A Queenstown swimming school boss is petitioning for more access for independent learn-to-swim classes at the new $20-million Alpine Aqualand pool.
Jane Hughes, director of Wakatipu Swim School, claims commercial operators are being squeezed out of the state-of-the-art facility at the Events Centre.
Last year her business, along with another local swim school, Water Discovery, had an agreement with Aqualand operators Lakes Leisure to use the pool on a regular basis.
But Hughes says she was told last month her activities were being limited to a Sunday — so she’s pulled out of using the centre altogether.
As a result, she says parents are being forced to enrol their kids in Alpine Aqualand’s in-house swim school if they want to use the new pool — and this is “restricting choice for the community”.
Hughes will present a letter signed by “hundreds” of supporters to a Queenstown Lakes District Council finance committee meeting next Thursday and is also calling for a mass turnout of parents.
“I’ve been taking my classes at the pools at Queenstown Primary and Wakatipu High but understandably some people want to use Alpine Aqualand as it’s more convenient for them,” she says.
“This is not sour grapes. There is room for independent classes as well as the in-house ones. We need to go back to the council and say, ‘Hang on, this is a community pool and the community need to have a say in how it’s being used’.”

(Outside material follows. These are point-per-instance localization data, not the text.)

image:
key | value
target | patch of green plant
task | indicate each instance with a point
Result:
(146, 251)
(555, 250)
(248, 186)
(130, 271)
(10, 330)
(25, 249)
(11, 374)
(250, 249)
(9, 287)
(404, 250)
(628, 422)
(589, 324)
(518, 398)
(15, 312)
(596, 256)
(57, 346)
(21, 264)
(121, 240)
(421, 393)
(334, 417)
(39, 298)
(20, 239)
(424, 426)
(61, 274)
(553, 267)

But Fiona McKissock, boss of Lakes Leisure, says access was reduced because of increased demand for the in-house classes.

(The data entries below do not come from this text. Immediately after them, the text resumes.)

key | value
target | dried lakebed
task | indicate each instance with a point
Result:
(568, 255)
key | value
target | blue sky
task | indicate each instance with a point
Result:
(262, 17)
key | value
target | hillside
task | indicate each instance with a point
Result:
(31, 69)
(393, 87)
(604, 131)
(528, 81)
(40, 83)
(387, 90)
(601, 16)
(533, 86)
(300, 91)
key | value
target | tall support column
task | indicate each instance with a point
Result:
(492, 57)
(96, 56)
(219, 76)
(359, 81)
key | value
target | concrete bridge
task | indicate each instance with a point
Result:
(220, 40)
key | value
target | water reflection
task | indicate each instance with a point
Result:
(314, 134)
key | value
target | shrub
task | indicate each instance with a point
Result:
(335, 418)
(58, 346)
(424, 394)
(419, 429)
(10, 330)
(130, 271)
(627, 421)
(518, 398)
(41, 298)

“We had a two-term trial last year with the independent classes, but demand for the community swim school was exceeding the space we had available and we had to turn people away.

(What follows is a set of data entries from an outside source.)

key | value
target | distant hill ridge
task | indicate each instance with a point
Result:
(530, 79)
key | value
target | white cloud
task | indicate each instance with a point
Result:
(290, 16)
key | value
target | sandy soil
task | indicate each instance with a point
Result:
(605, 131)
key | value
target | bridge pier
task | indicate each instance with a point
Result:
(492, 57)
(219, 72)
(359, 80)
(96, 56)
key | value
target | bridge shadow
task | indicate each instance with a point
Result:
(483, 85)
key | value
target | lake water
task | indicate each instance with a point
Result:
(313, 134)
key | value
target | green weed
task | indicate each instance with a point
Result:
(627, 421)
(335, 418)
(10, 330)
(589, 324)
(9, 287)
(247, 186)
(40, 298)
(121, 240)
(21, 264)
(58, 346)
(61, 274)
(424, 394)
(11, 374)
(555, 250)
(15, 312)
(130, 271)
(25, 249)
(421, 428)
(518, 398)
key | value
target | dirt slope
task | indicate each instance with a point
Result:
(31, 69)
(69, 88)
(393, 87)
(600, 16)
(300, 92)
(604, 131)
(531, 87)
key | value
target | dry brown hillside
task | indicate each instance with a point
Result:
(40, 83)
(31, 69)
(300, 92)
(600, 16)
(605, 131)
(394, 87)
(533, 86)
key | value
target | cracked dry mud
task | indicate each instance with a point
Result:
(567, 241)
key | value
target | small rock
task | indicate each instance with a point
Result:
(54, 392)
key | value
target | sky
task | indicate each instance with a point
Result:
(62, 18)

“This was because of the independent operators.
“The community was asking for more spots at peak times. Now there are 430 children enrolled with Aqualand’s learn-to-swim programme and a schools programme is also provided to Arrowtown Primary and St Joseph’s.”
She adds: “Everywhere else in the country the pool operator runs the swim school and surplus revenue goes to offset the high running costs of the pool and provide programmes for the community.”
Hughes also claims Alpine Aqualand is losing “substantial” income by excluding independent swim schools and that the pool is not as busy as it should be.
McKissock disputes this. “We are getting about 13-15,000 people through the swimming pool every month, which is fantastic.”